Siyaset cephesinde PKK bir adım geride gibi gözüküyor; zira aynı taban üzerinde siyaset yaptıkları Kürt siyasetçiler KCK Operasyonları kapsamında tutuklu olarak cezaevlerinde. Sadece parlamentoda bir grup milletvekilleri siyasetin kanallarında çok cılız da olsa faaliyette. Ancak bu, çok büyük bir handikap olarak değerlendirilmemeli. Zira PKK, işi sivil siyaset üzerinde hal etme kararını verse bu kez devlet tarafı kamuoyu baskısından dolayı siyasetten daha geniş kanalların açılmasına doğru adım atmak zorunda kalacaktır. Şunu çok iyi görmek gerekiyor: Çatışmalar durduğu anda kamuoyu baskısı hemen artar, şartlar eskisi gibi değil, toplumsal dinamikler daha faklı güçte. Bir defa Kürt coğrafyasındaki STÖ’lerin manevra kabiliyetleri çok gelişmiş durumda. Bölgenin kalbi durumundaki Diyarbakır STÖ’leri diğer illerden de feyz alarak anında barış ve demokrasi adına güçlerini ortaya koyabiliyor. Bunun örneklerini medyada sık sık görmekteyiz.

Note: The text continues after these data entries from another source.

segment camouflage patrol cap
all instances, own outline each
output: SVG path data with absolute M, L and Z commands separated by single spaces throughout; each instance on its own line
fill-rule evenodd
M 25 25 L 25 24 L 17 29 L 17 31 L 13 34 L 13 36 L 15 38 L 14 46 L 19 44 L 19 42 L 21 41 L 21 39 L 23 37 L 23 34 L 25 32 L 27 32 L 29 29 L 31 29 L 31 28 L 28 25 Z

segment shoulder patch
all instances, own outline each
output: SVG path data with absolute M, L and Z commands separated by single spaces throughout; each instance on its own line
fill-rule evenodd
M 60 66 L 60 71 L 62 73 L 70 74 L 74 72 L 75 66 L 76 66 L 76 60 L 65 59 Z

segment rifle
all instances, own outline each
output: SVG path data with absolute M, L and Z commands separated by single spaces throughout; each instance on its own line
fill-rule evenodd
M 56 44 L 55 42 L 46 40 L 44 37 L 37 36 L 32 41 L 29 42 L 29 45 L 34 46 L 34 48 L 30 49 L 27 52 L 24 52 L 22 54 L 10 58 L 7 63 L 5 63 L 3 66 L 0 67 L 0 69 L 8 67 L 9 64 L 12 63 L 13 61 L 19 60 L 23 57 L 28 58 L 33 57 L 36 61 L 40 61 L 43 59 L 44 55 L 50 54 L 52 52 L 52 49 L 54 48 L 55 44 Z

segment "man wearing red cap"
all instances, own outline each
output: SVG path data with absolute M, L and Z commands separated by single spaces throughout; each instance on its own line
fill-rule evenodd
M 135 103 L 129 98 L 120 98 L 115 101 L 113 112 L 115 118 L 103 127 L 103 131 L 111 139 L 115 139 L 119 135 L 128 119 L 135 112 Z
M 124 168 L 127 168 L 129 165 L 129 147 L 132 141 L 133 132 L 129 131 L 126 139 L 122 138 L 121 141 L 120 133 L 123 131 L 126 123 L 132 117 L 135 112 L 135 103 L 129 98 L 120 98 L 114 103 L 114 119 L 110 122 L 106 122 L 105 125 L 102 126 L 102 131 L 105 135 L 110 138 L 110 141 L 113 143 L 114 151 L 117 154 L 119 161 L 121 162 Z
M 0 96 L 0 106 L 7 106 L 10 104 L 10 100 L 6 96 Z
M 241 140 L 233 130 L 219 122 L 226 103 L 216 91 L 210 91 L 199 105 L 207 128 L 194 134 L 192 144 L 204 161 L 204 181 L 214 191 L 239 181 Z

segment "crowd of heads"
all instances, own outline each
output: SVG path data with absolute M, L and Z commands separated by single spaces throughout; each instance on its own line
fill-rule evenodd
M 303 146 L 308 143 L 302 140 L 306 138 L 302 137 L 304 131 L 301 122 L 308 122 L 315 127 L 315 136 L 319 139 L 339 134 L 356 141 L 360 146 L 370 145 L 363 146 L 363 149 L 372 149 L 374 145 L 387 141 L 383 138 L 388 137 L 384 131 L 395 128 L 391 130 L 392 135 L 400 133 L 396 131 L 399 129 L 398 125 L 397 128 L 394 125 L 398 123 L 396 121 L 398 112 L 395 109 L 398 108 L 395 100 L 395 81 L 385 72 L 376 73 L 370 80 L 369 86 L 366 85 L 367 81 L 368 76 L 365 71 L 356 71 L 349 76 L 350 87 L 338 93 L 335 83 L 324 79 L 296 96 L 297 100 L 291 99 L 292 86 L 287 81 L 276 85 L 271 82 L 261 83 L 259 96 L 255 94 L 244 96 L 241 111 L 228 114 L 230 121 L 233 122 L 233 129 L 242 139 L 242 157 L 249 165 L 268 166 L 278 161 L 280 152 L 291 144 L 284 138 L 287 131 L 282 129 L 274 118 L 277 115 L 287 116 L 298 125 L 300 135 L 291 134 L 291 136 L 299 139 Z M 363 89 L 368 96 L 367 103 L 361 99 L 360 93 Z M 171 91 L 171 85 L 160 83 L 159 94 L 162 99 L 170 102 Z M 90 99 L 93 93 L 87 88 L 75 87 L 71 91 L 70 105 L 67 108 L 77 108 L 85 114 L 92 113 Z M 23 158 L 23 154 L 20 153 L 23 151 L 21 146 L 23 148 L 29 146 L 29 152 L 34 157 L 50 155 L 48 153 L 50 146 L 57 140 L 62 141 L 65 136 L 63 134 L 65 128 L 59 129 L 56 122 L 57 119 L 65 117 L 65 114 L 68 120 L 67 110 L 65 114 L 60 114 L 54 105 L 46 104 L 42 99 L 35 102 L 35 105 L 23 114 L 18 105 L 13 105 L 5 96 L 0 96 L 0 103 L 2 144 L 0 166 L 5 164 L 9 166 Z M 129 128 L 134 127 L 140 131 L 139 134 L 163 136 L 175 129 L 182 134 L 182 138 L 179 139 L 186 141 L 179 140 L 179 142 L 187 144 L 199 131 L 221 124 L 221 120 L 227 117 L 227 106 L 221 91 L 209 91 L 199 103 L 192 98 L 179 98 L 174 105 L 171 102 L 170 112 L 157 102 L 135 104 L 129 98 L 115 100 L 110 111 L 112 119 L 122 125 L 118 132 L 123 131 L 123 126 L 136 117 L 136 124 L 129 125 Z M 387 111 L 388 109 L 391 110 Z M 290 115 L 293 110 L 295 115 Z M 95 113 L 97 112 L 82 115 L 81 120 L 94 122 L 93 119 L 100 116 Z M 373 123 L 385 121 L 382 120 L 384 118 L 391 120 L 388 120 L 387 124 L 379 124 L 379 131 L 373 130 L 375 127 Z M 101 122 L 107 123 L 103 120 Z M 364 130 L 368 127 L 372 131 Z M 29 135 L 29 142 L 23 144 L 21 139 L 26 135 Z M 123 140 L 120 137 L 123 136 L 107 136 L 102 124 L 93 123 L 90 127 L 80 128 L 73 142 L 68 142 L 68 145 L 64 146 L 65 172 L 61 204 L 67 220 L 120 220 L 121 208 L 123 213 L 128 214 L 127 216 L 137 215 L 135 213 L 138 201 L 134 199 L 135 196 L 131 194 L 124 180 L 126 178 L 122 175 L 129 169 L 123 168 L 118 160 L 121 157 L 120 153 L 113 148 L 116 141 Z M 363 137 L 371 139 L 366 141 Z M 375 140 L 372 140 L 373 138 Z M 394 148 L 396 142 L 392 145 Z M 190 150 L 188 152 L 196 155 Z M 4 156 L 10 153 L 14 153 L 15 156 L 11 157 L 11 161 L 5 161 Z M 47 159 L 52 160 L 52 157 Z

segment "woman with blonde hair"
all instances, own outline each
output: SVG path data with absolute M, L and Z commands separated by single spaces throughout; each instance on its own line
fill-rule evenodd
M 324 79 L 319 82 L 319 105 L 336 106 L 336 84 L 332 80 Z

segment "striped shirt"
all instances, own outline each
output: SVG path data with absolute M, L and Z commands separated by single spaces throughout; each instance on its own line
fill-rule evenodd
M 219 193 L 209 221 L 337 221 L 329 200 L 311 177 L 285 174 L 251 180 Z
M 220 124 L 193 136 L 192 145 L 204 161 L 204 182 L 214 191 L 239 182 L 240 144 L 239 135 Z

Aksi taktirde devlet BDP’li vekillerin dokunulmazlıklarını kaldırsa, buna karşın ‘Bana yar olmayan sana da olmasın’ misali PKK cenahından eylemler gelişirse dilim varmıyor demeye, ama binlerce insanımızın ölümü söz konusu olabilir. Başta batıdaki megakentler olmak üzere Türk ve Kürdün bir arada yaşadıkları yerleşim yerlerinde sokak çatışmaları başlasa toplumsal yaşam cehenneme dönecektir. Bu korkunç bir şey olur. Yaşam her alanda çekilmez olur. Arap Baharı ile başlayan bir süreç (Nasıl bir baharsa) ne manzaralar ortaya koydu? Böylesi bir sürecin ardından gelen özgürlük!? Olmaz olsun. Ben şahsen (herkes gibi ) hiç kimsenin ölmeyeceği bir ortamda özgürce bir yaşamdan yanayım. Bunun için PKK uzunca bir süre, hatta ileride tamamen, elini tetikten çekmeli; silahlarını Kandil’e gömmeli, BDP’li vekiller de siyasi müzakere sürecinde en aktif rolü almalı. Devletten önce siyasi hamleyi gerçekleştirmek size nasip olsun!